Know that you’re both worth it.
Simply by giving your time, you are rescuing another from loneliness in some form or another. YOUR soul will benefit from that quality time with her as well. Valuable life lessons you’ve experienced are worth talking about. You never know when your story may help someone down the road. We often have no clue what battles others are facing or when they will arise, so when you take the time to share your personal challenges and victories, you are offering value whether you realize it or not.

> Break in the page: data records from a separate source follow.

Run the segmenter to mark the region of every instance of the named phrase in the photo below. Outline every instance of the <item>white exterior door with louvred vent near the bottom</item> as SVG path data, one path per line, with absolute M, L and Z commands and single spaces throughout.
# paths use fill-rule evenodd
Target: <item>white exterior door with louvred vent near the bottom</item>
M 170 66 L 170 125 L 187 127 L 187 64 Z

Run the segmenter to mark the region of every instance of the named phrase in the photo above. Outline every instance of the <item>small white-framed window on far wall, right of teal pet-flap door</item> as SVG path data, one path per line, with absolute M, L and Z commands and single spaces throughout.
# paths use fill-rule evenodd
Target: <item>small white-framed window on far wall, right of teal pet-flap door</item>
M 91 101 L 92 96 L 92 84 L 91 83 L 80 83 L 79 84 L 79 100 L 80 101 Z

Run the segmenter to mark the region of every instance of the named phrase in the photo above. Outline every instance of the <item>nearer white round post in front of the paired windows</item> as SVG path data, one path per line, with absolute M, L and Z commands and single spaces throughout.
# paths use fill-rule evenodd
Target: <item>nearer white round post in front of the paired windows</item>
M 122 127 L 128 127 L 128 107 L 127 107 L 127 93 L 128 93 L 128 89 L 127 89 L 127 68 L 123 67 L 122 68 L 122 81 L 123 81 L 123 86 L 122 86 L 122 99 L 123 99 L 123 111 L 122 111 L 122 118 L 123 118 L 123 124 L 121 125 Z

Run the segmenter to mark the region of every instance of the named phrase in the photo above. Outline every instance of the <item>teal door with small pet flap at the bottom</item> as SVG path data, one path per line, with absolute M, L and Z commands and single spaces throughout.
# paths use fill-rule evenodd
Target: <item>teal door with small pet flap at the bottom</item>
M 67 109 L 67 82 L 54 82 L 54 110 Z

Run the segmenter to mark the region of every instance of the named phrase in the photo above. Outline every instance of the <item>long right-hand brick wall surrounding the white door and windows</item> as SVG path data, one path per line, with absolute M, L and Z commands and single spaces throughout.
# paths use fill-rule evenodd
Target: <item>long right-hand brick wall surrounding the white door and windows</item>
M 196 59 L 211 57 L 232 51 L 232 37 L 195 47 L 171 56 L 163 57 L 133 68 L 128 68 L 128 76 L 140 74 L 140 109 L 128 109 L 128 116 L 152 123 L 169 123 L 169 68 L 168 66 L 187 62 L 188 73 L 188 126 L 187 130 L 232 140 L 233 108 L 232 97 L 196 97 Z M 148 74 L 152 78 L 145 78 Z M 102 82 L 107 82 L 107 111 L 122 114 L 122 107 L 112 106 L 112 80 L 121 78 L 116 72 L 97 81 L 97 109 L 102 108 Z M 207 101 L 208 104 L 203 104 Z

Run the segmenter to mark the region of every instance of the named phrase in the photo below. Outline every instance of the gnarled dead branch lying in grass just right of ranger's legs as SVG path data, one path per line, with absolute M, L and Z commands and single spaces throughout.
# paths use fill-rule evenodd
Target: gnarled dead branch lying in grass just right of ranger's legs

Teach her to focus on the positive while still being aware of the potential negative. Don’t allow stress to cloud all judgement. Release the weight of what you can’t control, and not only will your life outlook change, but so will your LIFE. Hello? We all need this reminder!
Share your strength.
Unpredictability may be totally new to her. Help her see the perks and seize the opportunities that come her way. No better excuse to “just do it” than knowing that the chance to do so may not last long. Military life offers the perfect time to see just how brave you can be, and in the end, it’s totally empowering!
Give her resources.
You’ll find yourself digging through your internal toolkit and will be amazed at what you pull out of there for her! Links, groups, and ideas will all be helpful, and you’ll likely run across a few you forgot existed but quickly realize how handy they will be in your own life again now that they’ve resurfaced.
Show her love.
Teach her about military spouse bonds and how vital it is to build relationships within the community. It’s okay that she isn’t yet married, many of the issues she’s facing don’t discriminate between married/unmarried couples. Show her that she’s never alone and remind yourself of the same while you’re at it. Sometimes we allow ourselves to forget that one, and it’s one of the most important lessons of all.